La mayoría de los problemas de liderazgo no empiezan en la estrategia. Empiezan en la narrativa: la historia que nos contamos sobre lo que ocurre.
- “No puedo hacer nada.”
- “No depende de mí.”
- “Es culpa de otros.”
- “Siempre pasa lo mismo.”
- “¿Qué puedo hacer?”
- “¿Qué influencia tengo?”
- “¿Qué depende de mí?”
- “¿Qué acción puedo tomar hoy?”
La diferencia parece pequeña. Pero cambia completamente los resultados.
No siempre controlas lo que ocurre. Pero sí controlas cómo respondes.
Equipos complejos, mercados cambiantes, conflictos, errores, presión. Los líderes efectivos no controlan menos contexto. Eligen mejor su respuesta.
Los 7 niveles de la Escalera de la Responsabilidad
Cada escalón es una posición desde la que interpretas la realidad. Solo desde algunos puedes liderar.
Crear
La persona lidera: diseña alternativas, genera movimiento, actúa. No espera condiciones perfectas, las construye.
Asumir Responsabilidad
La atención cambia: del problema, a la influencia. Aparecen preguntas operativas en lugar de explicaciones defensivas.
Aceptar
Por primera vez aparece claridad. Sin excusas, sin dramatizar. Solo realidad. Aquí empieza a ser posible decidir.
Esperar
La acción queda condicionada a un evento externo. Siempre falta algo: una aprobación, un trimestre, un nuevo recurso, otro contexto.
Justificar
La persona explica constantemente por qué no puede avanzar. Argumenta su parálisis con razones que suenan correctas.
Culpar
La energía se dirige hacia fuera: clientes, mercado, equipo, empresa, contexto. Todo lo externo explica lo que ocurre dentro.
Negar
La persona evita mirar la realidad. Ignora señales, minimiza riesgos y retrasa conversaciones que ya deberían haber ocurrido.

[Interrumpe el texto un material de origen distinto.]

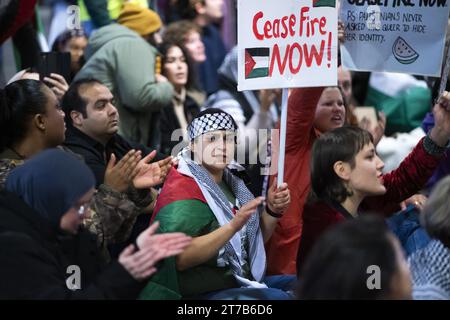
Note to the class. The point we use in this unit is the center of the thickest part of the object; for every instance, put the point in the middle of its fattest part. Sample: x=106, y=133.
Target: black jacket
x=34, y=260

“La diferencia entre una víctima y un líder no está en las circunstancias.”
¿Dónde estás operando hoy?
Piensa en un reto actual y obsérvate con honestidad. Este no es un test: es un espejo. Las áreas siguientes son los espacios donde más visible se vuelve tu escalón real.

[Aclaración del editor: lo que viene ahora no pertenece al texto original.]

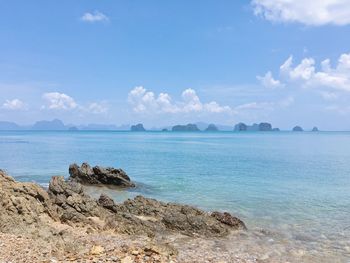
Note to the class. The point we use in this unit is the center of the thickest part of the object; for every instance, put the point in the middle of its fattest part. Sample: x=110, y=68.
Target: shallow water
x=295, y=185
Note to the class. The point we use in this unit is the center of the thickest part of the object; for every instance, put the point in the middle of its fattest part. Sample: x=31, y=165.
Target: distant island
x=137, y=127
x=297, y=129
x=263, y=126
x=58, y=125
x=212, y=127
x=188, y=127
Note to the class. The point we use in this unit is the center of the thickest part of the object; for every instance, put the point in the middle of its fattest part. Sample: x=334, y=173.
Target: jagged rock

“¿En qué escalón estoy operando realmente frente a este reto?”
Identifica tu posición actual
Mentalidad, resultado y nivel de influencia para cada escalón. Sin tablas: una escala visual para reconocerte instantáneamente.
“El liderazgo empieza donde terminan las excusas.”

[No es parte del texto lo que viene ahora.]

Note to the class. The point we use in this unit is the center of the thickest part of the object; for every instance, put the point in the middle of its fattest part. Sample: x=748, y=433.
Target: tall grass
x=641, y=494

Señales de que estás atrapado en los escalones inferiores
- —Repites las mismas conversaciones sin que cambie nada.
- —Buscas culpables antes que soluciones.
- —Justificas constantemente tu inacción.
- —Esperas que otros cambien primero para moverte.
- —Sientes poca capacidad de influencia sobre tus resultados.
Señales de que estás liderando desde arriba
- ↑Aceptas la realidad rápido, sin dramatizar.
- ↑Tomas responsabilidad por la parte que te corresponde.
- ↑Generas alternativas en lugar de esperar instrucciones.
- ↑Actúas antes y ajustas en el camino.
- ↑Recuperas dirección incluso en escenarios inciertos.
Cómo usar esta herramienta con tu equipo
Cuando aparezca un problema, no abras la conversación buscando un relato. Ábrela buscando un escalón. Eso desactiva la culpa y devuelve agencia al equipo.
“¿Qué ha pasado?”
“¿En qué escalón estamos operando?”
Muchas veces el verdadero problema no es la situación. Es el nivel desde el que la estamos interpretando.
“Tu capacidad de influencia depende del escalón desde el que operas.”
Lo que cambia cuando aplicas este framework
No cambia el problema. Cambia tu posición frente al problema. Y eso cambia completamente tu capacidad de liderazgo: tus decisiones, tu energía y tu influencia real.
“La diferencia entre una víctima y un líder no está en las circunstancias. Está en el escalón desde el que decide actuar.”
Piensa en el principal reto que tienes ahora mismo. Sin justificarte, sin explicarte. Solo míralo.
¿Qué situación estás intentando explicar… en lugar de liderar?